The Judge invites practitioners in reading his Judgment to ask themselves:


  1. Is it right that this mother should not have been offered therapy, bearing in mind that her last child was born three years ago and was himself the subject of lengthy proceedings?
  2. If she had been offered therapy at an early stage, is there not at least a possibility that the outcome of these proceedings might have been different?
  3. Even if the outcome would not have been different, would not an attempt at therapy make these proceedings more satisfactory?
  4. Has the money that has been spent on issuing these proceedings (£2055 is the cost of issuing a care application) and on psychological evidence (over £2000.00) well spent when the expenditure is incurred before attempts at therapeutic support have been made in cases of this nature.

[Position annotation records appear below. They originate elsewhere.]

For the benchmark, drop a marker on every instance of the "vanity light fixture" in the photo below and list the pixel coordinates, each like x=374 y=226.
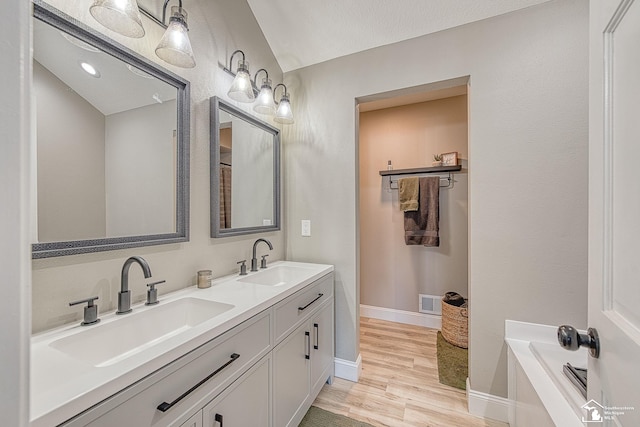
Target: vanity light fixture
x=241 y=89
x=284 y=114
x=265 y=103
x=175 y=47
x=123 y=17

In concluding, HHJ Wildblood QC reiterates his previous comments from a former reported matter:


This case is another example of how important it is that, if therapy is needed, it is obtained at an early stage. Time and time again I see a process whereby the following occurs: a) a Local Authority intervenes and begins making assessment of a family; b) months later proceedings are issued; c) an order is made for some form of expert evidence to be produced (often a psychological report); d) months later the psychological report is obtained which says, invariably and utterly foreseeably, that someone within the family needs therapy and e) it is stated that, by then, the beneficial effect of therapy would be ‘out with the timescales for the child’. In this case, for instance, it would have been perfectly obvious to all that, when the mother was referred before birth, she was a prime candidate for therapy. If therapy were to be obtained at an early stage such as that there is at least a prospect that outcomes in some cases might be different. I have therefore already set up arrangements in the New Year to look very carefully at how we facilitate and access therapy in this area, with a view to doing my utmost to encourage much earlier therapeutic intervention if possible. I ask for as much help as possible with that endeavor’.